This morning the SAG category for best film ensemble acting turned out to be a shockeroo. There's a widespread belief that the category is a great predictor of what will win best picture at the Oscars. However, only one of the films widely presumed to be a current frontrunner made the race — "No Country for Old Men." Missing were "Atonement," "Sweeney Todd," "There Will Be Blood," "Michael Clayton" and "Juno." Instead, the other four contenders turned out to be "3:10 to Yuma," "American Gangster," "Hairspray" and "Into the Wild" — all best-picture possibilities, yes, but not the odds-on-fave.

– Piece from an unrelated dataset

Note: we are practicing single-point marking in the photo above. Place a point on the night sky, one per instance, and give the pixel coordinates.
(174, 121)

What gives? One possibility is that Oscarologists are wrong about this year. Another is that the ensemble prize really isn't an Oscar best-pic crystal ball. I tend to believe the latter. After all, only 5 of the past 12 SAG ensemble winners claimed the top Oscar. The fact that "Crash" was one of them has fueled the crystal-ball myth since that victory turned out to be a hint that a movie virtually shut out at the Golden Globes was on its way to Oscar glory. Last year's SAG winner, "Little Miss Sunshine," got bumped off by "The Departed." Three years ago "Sideways" beat Oscar champ "Million Dollar Baby" and Globes victor "The Aviator."
"Into the Wild" probably got a boost today from the actors because it was directed and co-written by one of their peers: Sean Penn. The snub of "Juno" may be explained away by the secret snobbism of SAG members who claim to respect television as an art form as much as film, but they really, look down on boob-tube players. The cast of "Juno" is comprised chiefly of TV actors: Jennifer Garner ("Alias"), Allison Janney ("The West Wing"), J.K. Simmons ("The Closer"), Rainn Wilson ("The Office") and Jason Bateman and Michael Cera ("Arrested Development").